There’s something exquisitely derailing about spiraling into a plush-toy addiction while emotionally regressing at your mother’s house in Chiang Mai—jet-lagged across three time zones, spiritually bankrupt, and one herbal compress away from a full breakdown. Then I met Labubu. Something in my chest snapped—and then instantly healed. One blind box in and I was no longer a man. I was mother, cradling a deranged little goblin with the reverence of a Victorian widow at a séance.

This Labubu fan seems to understand himself as if he is a figure in a narrative of some sort – perhaps a film, or…? – starring himself and the product in a dynamic that oscillates between irony and earnest vulnerability.

Relatedly, Labubu’s rise parallels a broader cultural embrace of “monster cute”—a genre that includes current examples such as Monster High dolls, Lady Gaga’s “little monsters,” K-Pop Demon Hunters and the demon-boy protagonist of Ne Zha II.  The term “meta-cute” may apply to all of these, along with Labubu. As defined by WiM? editor Greg Dember, meta-cute  “has to do with things that evoke childlike innocence and simplicity, but are meant for usage by adults.” It should also be noted that WiM editors Dember and Linda Ceriello have both theorized about a metamodern iteration of the monster trope in popular culture.  Using the show Buffy the Vampire Slayer (1997-2003), along with other exemplars, we’ve tracked the emergence of the “metamodern monster” back to the early years of the metamodern turn. Paraphrasing Ceriello’s 2018 dissertation,

Of the many other contemporary examples of monsters with metamodern multivalency beyond the Whedonverse presented in film and television, the TV series True Blood (2008–2014) for example, has several lead vampire characters showcasing the monstrous other with a complex humanity. Portraying the monstrous other as no-longer scary occurs in Monsters, Inc. (2001)where cartoon monsters battle their own fears of humans.

Other older examples she notes include the Twilight novels (2005-2008) and films (2008-2012), Hellboy (2004), Paul (2011) the TV series Being Human (2018-2013), and Lucifer (2016-2021). An IRL example given is the “alt-scouting community” Monster Rangers – whose charming website defines the group as a “CREATIVE & KIND COMMUNITY” … “a bunch of geeks, introverts and creative folks who share stories, friendship and a love of monsters.” Labubu and its cultural cousins seem to bring together the meta-cute and the metamodern monster, with an aesthetic in which monstrosity is not feared but adored, a playful rebellion against polished perfection.

Labubu is indeed the consumerist crack of the moment. Its combination of cuteness and benign mischievousness exemplifies the “neutered monster” – one that people post silly photos or videos with and cradle them with optionally ironic reverence as they laugh at their own obsessions.

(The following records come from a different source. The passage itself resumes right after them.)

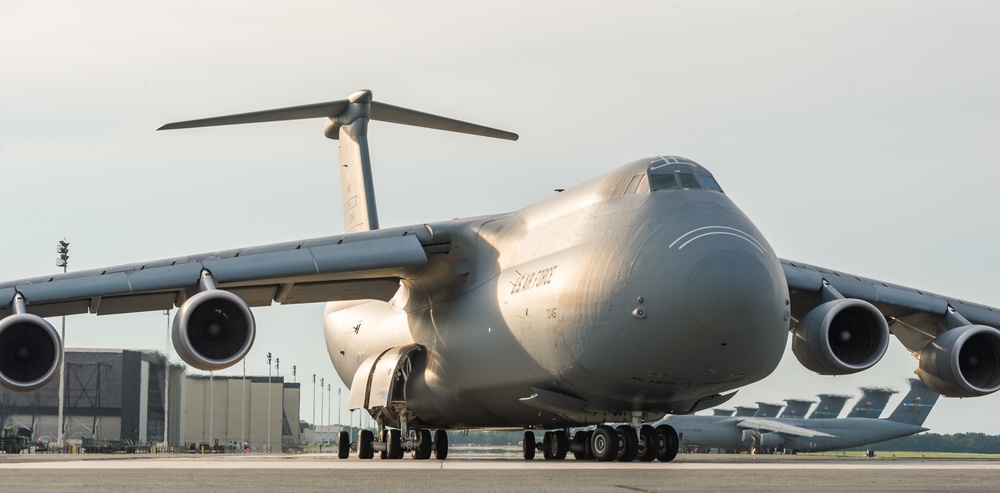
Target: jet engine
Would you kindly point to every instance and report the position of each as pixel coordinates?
(30, 352)
(962, 362)
(213, 330)
(840, 337)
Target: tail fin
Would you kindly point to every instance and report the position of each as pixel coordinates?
(796, 408)
(916, 405)
(348, 122)
(767, 410)
(829, 406)
(872, 402)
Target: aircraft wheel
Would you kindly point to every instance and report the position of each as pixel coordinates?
(648, 441)
(628, 443)
(558, 446)
(528, 445)
(604, 443)
(384, 453)
(343, 445)
(393, 446)
(547, 446)
(440, 445)
(422, 450)
(667, 443)
(365, 449)
(581, 438)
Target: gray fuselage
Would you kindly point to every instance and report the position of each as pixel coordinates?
(600, 301)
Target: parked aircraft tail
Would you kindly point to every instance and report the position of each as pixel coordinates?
(347, 121)
(872, 402)
(829, 406)
(916, 405)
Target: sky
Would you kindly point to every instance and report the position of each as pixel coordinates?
(857, 135)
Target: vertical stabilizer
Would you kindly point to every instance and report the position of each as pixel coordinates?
(916, 405)
(767, 410)
(347, 121)
(796, 409)
(872, 402)
(829, 406)
(357, 188)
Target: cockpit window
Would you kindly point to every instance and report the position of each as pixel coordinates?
(662, 182)
(688, 181)
(709, 183)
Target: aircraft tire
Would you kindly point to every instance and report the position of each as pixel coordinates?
(382, 438)
(647, 444)
(393, 445)
(422, 450)
(558, 446)
(628, 443)
(343, 445)
(528, 445)
(667, 443)
(440, 445)
(365, 449)
(604, 443)
(581, 438)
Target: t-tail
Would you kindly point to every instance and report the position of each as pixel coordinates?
(829, 406)
(916, 405)
(347, 121)
(872, 402)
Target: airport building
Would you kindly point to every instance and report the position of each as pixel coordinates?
(123, 396)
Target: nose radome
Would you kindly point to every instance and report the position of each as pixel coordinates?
(731, 291)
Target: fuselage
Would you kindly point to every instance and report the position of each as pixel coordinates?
(643, 290)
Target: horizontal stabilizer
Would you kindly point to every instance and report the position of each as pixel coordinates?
(395, 114)
(341, 113)
(317, 110)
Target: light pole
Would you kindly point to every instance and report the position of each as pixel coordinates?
(321, 386)
(269, 403)
(62, 248)
(166, 388)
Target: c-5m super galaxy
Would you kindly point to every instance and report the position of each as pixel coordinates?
(639, 293)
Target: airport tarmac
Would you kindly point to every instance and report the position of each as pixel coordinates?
(316, 472)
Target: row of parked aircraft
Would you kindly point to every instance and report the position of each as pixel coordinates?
(763, 429)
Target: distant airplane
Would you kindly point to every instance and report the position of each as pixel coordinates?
(639, 293)
(796, 408)
(806, 435)
(829, 406)
(872, 402)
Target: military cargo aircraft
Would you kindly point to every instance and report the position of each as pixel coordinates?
(639, 293)
(807, 435)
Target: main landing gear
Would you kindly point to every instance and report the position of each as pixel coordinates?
(624, 444)
(391, 445)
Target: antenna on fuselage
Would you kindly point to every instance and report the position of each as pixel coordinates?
(347, 121)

For some it may be their plushy portal into the metamodern sensibility.

@vehistory1

Incredibox Sprunki OC Monster Labubu As Human In Real Life! 😇 #sprunki

♬ оригинальный звук – Vehistory – Vehistory

As our colleague, consumer psychologist Troy Campbell has noted, in a time when futures feel uncertain, Labubu is a collectible coin toss – an emblem of how we gamble on joy, even when we know the game is rigged.